CAMP ZEKE provided a place for relaxation and a medium for reminiscence for Cleveland-area veterans of the SPANISH-AMERICAN WAR. The camp existed from the late 1890s until the late 1950s.
Charles Putnam owned a 3-acre farm off Miles Ave. near E. 118th St., and on weekends his property became Camp Zeke for a contingent of some 35 war veterans. Most of the veterans were employed in the nearby American Steel & Wire plant at Jones Rd. and Broadway Ave. After work on Fridays, the group headed to Camp Zeke for the weekend. Members were charged dues of 10 to 20 cents weekly for using camp facilities. These included large tents, which provided a sleeping area, dining hall, supply center, barber shop, and dance hall. During Prohibition the campsite also offered members a chance to brew their own beer.
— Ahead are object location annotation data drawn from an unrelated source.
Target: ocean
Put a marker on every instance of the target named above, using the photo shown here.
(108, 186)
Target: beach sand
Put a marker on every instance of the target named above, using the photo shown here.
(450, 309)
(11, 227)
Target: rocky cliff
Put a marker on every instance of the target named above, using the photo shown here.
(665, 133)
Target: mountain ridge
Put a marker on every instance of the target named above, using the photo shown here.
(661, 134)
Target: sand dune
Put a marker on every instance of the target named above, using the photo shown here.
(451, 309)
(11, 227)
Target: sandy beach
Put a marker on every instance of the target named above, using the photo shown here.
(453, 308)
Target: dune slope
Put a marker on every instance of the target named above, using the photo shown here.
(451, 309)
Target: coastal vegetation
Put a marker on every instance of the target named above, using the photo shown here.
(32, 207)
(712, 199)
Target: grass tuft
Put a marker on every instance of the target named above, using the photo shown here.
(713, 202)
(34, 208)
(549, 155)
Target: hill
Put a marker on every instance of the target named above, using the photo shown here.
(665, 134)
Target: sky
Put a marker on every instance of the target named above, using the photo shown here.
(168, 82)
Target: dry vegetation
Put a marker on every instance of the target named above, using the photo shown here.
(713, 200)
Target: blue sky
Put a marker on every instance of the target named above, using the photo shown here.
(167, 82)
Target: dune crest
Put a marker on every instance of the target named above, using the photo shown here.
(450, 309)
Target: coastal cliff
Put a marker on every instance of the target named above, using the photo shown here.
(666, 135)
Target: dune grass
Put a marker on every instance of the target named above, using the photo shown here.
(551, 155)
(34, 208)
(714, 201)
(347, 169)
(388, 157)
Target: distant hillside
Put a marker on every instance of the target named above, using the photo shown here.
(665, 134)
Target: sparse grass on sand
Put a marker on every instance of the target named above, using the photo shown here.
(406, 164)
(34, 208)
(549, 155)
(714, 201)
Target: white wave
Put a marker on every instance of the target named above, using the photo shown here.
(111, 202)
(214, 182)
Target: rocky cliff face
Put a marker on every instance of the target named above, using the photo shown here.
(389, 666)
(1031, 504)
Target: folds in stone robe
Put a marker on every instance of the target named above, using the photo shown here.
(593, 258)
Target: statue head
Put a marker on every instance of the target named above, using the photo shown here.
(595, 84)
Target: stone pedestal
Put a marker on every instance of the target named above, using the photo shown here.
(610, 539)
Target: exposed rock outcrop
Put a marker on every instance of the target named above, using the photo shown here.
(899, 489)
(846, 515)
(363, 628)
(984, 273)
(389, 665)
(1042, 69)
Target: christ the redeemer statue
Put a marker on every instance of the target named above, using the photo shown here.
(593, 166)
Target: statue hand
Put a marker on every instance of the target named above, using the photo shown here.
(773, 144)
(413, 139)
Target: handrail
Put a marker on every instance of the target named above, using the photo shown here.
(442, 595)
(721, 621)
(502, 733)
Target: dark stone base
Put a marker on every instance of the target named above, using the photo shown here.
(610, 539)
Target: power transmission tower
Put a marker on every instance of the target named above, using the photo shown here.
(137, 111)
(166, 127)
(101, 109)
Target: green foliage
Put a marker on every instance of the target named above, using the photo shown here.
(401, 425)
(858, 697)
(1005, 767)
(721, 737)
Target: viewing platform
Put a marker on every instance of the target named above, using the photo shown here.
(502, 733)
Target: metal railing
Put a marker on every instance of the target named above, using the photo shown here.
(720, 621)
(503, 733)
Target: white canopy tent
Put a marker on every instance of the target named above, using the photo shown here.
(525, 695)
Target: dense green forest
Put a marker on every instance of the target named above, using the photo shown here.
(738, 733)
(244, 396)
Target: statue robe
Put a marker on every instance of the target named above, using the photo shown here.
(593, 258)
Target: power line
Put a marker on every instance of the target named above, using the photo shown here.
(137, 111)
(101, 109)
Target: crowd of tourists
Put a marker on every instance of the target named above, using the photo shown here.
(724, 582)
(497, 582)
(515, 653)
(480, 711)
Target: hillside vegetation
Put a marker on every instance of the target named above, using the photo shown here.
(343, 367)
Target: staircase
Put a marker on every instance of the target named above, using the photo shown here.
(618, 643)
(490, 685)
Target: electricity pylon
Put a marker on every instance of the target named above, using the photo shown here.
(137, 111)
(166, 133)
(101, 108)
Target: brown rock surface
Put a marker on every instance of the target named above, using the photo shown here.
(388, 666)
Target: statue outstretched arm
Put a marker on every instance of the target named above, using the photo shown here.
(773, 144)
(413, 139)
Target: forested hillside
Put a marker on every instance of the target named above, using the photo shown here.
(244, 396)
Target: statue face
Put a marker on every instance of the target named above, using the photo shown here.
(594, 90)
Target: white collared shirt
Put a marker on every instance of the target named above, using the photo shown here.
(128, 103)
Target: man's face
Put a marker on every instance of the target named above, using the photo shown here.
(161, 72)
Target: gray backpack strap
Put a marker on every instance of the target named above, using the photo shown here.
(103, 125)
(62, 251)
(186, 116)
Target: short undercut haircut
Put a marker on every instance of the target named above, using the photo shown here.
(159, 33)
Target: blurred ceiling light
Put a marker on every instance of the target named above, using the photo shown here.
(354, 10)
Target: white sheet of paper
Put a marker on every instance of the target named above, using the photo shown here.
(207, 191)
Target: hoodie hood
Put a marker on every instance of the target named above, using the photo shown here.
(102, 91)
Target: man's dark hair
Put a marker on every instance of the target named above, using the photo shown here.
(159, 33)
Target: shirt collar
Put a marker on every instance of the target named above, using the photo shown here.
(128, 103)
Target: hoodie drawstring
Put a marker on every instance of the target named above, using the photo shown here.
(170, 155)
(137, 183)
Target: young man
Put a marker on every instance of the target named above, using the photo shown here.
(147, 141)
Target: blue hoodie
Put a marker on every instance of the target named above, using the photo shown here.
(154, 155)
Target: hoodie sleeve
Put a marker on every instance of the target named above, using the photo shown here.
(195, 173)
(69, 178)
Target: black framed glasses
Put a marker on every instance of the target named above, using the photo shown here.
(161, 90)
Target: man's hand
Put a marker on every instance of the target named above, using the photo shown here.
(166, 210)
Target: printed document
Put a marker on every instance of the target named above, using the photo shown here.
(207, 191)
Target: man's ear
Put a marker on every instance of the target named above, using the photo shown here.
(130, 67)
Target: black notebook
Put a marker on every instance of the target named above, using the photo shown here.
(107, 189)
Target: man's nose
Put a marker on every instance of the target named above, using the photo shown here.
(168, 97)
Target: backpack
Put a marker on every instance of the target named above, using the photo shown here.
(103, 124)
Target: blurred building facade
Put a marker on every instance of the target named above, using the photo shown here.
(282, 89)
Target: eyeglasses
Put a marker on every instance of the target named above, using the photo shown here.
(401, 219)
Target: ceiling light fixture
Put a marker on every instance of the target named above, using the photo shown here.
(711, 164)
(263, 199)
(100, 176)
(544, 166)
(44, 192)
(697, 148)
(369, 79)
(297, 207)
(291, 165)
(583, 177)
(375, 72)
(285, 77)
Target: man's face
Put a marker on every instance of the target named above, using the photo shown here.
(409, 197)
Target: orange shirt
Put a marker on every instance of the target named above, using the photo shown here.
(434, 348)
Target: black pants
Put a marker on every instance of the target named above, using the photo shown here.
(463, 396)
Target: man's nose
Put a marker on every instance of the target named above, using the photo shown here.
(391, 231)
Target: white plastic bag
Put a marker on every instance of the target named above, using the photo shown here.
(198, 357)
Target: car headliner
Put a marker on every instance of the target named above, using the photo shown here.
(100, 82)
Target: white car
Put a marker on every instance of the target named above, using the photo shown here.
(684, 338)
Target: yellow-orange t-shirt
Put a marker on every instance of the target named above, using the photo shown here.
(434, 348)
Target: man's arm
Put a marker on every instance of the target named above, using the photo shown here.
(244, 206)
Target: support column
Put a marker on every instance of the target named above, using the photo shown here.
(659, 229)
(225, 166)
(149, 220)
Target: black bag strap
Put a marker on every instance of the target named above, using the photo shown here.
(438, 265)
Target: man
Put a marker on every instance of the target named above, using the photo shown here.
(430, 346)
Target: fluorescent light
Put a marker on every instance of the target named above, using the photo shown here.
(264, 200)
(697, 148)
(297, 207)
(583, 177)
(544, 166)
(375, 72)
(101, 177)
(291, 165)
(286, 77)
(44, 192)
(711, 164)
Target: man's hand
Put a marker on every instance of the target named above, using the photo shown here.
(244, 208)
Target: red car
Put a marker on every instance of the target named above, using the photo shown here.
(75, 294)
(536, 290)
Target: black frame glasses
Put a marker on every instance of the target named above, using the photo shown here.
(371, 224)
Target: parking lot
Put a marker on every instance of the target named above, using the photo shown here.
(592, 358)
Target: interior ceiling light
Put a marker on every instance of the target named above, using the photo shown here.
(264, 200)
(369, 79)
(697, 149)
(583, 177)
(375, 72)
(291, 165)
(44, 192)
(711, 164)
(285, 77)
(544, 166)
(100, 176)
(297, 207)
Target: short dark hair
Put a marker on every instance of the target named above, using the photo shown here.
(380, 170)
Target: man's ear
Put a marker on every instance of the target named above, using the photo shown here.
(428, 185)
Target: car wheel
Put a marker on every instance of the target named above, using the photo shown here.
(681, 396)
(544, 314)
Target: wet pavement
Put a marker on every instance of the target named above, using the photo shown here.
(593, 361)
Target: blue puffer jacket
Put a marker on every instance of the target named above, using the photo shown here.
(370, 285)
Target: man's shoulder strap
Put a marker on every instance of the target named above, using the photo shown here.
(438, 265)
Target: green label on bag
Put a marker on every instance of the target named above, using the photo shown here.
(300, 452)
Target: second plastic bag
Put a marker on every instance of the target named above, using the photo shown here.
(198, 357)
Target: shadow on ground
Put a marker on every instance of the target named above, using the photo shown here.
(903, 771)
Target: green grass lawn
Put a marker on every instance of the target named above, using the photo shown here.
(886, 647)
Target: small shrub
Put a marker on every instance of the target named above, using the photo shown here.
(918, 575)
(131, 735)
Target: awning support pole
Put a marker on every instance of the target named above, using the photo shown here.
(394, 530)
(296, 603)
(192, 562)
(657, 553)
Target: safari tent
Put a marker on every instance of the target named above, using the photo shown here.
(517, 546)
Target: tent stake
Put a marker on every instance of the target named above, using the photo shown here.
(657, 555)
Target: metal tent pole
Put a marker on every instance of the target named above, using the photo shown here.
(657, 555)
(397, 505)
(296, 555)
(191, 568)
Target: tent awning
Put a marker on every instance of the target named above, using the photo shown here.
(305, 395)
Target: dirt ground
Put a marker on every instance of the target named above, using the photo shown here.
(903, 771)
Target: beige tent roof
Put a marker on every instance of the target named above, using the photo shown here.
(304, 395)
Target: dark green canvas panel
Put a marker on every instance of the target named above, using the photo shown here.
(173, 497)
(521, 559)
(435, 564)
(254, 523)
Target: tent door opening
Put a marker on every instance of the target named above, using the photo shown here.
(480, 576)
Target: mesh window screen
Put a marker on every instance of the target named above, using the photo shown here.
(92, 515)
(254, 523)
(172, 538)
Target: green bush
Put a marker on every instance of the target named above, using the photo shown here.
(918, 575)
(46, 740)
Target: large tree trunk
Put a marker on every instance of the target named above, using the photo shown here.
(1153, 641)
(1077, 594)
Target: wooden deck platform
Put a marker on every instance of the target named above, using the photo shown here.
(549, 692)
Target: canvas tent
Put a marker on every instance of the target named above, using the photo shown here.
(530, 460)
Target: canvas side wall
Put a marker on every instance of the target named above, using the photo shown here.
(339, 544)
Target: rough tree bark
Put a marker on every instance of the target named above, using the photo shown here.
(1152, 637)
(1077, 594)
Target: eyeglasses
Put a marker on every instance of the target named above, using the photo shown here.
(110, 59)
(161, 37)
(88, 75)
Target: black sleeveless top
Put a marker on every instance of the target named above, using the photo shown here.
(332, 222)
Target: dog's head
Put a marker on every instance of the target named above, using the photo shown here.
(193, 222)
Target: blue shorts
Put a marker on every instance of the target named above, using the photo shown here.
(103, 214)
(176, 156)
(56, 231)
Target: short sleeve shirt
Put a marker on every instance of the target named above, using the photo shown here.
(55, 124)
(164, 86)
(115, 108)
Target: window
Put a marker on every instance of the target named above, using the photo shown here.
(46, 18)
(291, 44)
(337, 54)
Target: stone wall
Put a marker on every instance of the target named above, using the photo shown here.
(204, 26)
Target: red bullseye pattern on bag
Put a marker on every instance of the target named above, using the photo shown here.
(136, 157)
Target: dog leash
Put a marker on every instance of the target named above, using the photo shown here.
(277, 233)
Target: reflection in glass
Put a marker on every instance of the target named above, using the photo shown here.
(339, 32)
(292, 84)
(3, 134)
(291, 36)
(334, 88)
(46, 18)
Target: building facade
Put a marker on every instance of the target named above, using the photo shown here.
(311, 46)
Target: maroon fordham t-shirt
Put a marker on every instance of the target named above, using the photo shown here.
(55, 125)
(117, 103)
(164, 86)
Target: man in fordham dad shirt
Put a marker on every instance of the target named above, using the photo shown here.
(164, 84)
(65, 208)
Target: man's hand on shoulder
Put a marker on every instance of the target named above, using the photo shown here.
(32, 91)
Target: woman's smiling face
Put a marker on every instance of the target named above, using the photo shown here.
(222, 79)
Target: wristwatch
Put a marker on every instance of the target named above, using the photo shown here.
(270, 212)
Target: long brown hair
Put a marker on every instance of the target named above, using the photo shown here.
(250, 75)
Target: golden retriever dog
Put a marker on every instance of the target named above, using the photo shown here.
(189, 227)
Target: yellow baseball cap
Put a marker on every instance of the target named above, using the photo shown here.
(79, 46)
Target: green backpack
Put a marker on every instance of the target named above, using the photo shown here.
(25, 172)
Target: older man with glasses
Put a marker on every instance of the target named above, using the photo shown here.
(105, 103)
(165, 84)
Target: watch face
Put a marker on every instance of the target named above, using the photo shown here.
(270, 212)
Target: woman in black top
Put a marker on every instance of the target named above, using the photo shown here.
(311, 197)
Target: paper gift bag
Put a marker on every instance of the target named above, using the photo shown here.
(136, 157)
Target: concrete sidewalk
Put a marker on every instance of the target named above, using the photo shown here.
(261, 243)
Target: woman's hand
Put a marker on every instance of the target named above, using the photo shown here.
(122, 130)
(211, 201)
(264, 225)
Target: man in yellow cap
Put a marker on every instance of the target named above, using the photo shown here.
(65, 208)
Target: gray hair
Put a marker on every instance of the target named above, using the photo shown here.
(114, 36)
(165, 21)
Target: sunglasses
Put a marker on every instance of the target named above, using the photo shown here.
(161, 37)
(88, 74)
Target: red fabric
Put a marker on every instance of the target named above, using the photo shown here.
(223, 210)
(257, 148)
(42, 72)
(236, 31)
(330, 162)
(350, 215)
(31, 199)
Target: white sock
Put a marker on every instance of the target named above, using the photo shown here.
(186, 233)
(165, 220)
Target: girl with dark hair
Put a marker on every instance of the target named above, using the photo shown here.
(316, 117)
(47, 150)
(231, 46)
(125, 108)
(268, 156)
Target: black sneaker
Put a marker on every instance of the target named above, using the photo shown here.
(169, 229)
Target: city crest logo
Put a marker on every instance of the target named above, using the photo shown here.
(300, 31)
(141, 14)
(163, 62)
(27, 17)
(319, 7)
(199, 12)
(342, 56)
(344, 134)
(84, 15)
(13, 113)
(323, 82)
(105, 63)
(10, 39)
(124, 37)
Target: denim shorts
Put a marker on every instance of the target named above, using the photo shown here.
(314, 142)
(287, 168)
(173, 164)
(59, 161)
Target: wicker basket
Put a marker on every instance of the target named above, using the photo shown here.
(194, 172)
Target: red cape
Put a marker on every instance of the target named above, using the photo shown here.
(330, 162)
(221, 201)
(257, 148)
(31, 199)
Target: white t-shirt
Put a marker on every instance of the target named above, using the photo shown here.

Besides camaraderie, campers also enjoyed lectures on American history and practicing and marching for the camp's fife and drum corps. On Saturday evenings the families of the members would join the men for a weekly dance. One product of the fife and drum corps was Frederick Fennell, who would go on to a distinguished career in music, serving as conductor for the Boston Pops, the Eastman School of Music, and the Interlochen National Music Camp orchestras.
By the 1950s most of the original campers had died, and the camp remained only as a memory. The property remained with the Putnam family, however, and occasionally thought was given to resurrecting the old days. Changing times made that hope unrealistic, and the property was sold in the late 1970s.